Moody's Investors Service said today in its U.S. ABS conference that the economic overview looks great with a forecast for strong growth in 2011.
However Moody's warned that coupled with this increasingly positive outlook on the economy is also the rise in the firm's risk outlook. Scott Hoyt, senior director from Moody's Analytics, said that an increase in gas prices may have already led to a decline in consumer confidence.
As a result, spending has begun to slow and it is likely that if gas prices climb higher, to around $150 a barrel, the economy could find itself in a recession.
"With that additional risk and with house prices falling again, we expect that decline to be modest and end by the end of year, we clearly could get into a cycle again of declining prices leading to declining equity and [more] foreclosures [which lead to] more declining prices that puts the economy into a negative spiral," said Hoyt.
The main reason Moody's remains positive on the outlook for economic growth is because of the positive numbers seen in the increase of the labor market. Hoyt said that for the past two months, over 200,000 of jobs have been added, setting a pace that has been fast enough to push the unemployment rate down.
Consumers are likely to be less of a driver of the economy and growth in spending likely to trail the overall economy. Hoyt said that this year and next spending will grow at a healthy pace but Moody's forecast growth at a slower pace than the overall economy.

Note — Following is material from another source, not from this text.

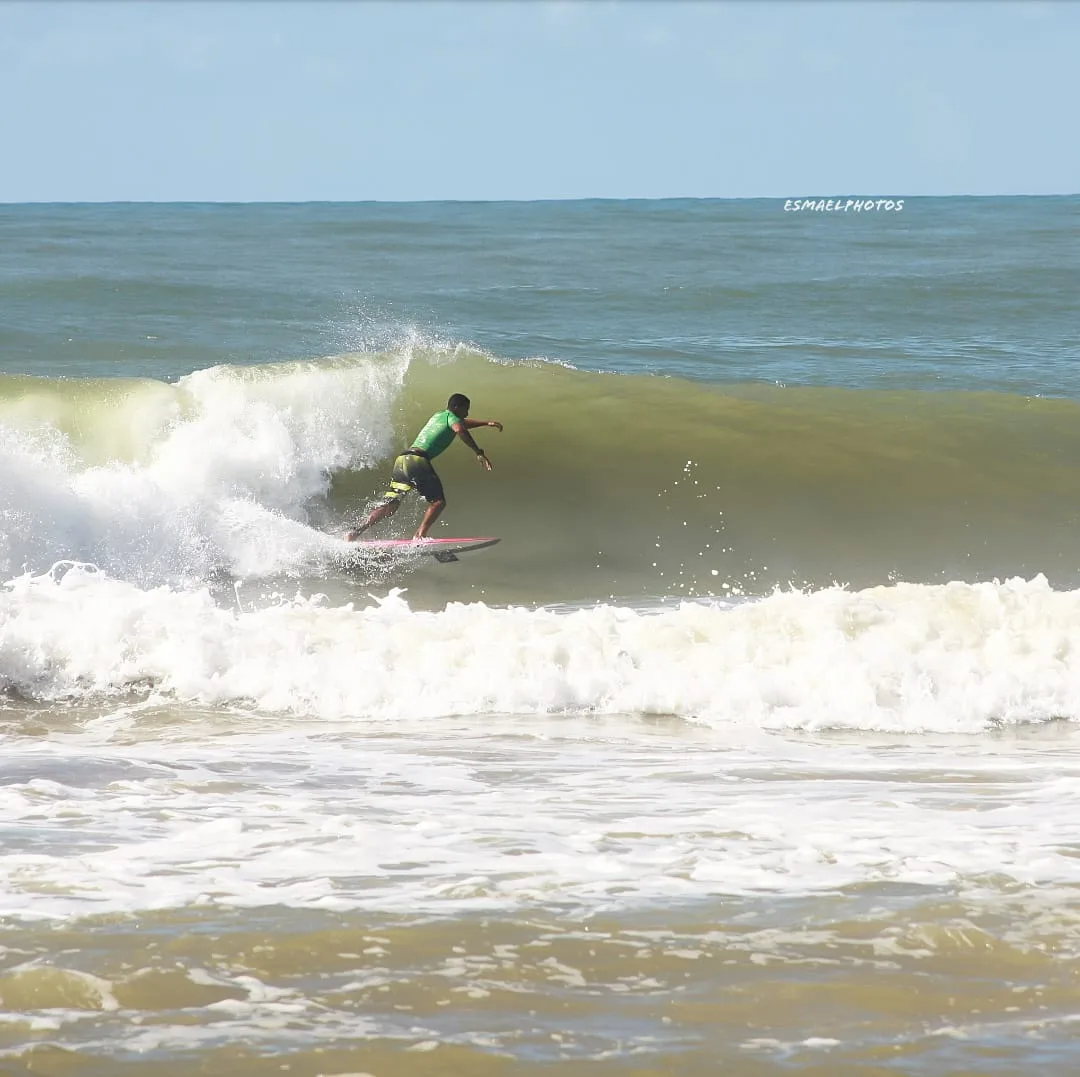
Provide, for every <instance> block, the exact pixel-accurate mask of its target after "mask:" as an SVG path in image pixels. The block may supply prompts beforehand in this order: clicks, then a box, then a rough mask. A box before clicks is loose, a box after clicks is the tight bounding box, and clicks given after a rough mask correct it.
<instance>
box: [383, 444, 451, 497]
mask: <svg viewBox="0 0 1080 1077" xmlns="http://www.w3.org/2000/svg"><path fill="white" fill-rule="evenodd" d="M414 489H415V490H416V492H417V494H419V495H420V496H421V497H422V498H426V499H427V500H428V501H445V500H446V496H445V495H444V494H443V481H442V480H441V479H440V477H438V475H436V474H435V469H434V468H433V467H432V466H431V460H429V459H428V458H427V457H426V456H420V454H419V453H402V455H401V456H400V457H397V459H396V460H394V468H393V471H391V472H390V489H388V490H387V492H386V494H383V495H382V500H383V501H387V502H390V501H402V500H404V499H405V495H406V494H408V492H409V490H414Z"/></svg>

Part of the reason behind the slow growth is because consumer are not getting huge amounts of income from new jobs and the unemployment rate remains high. "
As consumer try to rebuild assets they need to take action that in the last decade they didn't need to do so we anticipate that the savings rate will remain high," Hoyt said. "We are not going to get the kick that we sometimes do around recoveries from a decline in saving as consumers go on a spending spree."
Another constraint on consumers is the still-tight credit conditions. However,there are signs that the credit market is starting to open. Hoyt expects that consumers will start borrowing again as already seen in the auto market where balances are increasing.
He added that lending standards are beginning to loosen as financial firms realize that it's increasingly harder to grow profits without doing more lending.